Si des Roms reviennent s'installer, nous demanderons à nouveau au maire de mettre à disposition un terrain si des associations accompagnent ces Roms.
Nous sommes tous d'accord pour "refuser la misère", bien sûr. Mais "refuser la misère" veut-il dire "rejeter les miséreux" ?


Un courrier adressé aux maires de la Communauté d'agglomération du Val d'Orge :

Nous ne demandons pas aux maires de logements, car nombreux sont les Français qui attendent depuis longtemps un logement. Nous leur demandons de mettre des terrains à dispostion d'un nombre limité de Roms et de rechercher avec les associations une coopération pour aider à l'intégration des Roms. Voici cette lettre, datée du 1er octobre.

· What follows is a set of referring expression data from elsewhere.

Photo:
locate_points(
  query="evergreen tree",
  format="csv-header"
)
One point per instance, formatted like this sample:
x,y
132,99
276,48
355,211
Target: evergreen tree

Par ailleurs, même si l'on n'est pas d'accord avec les décisions prises au niveau national, on doit reconnaître que ceux qui approuvent le gouvernement et qui, localement, demandent l'expulsion des Roms sont cohérents. En sens inverse, près de chez nous,  les communistes, qui sont opposés aux décisions nationales et aux expulsions se sont montrés eux aussi cohérents. Par contre les critiques acerbes formulées contre le gouvernement par des socialistes qui, sur le terrain, demandent l'expulsion des camps nous rappellent que la duplicité en politique peut être sans borne.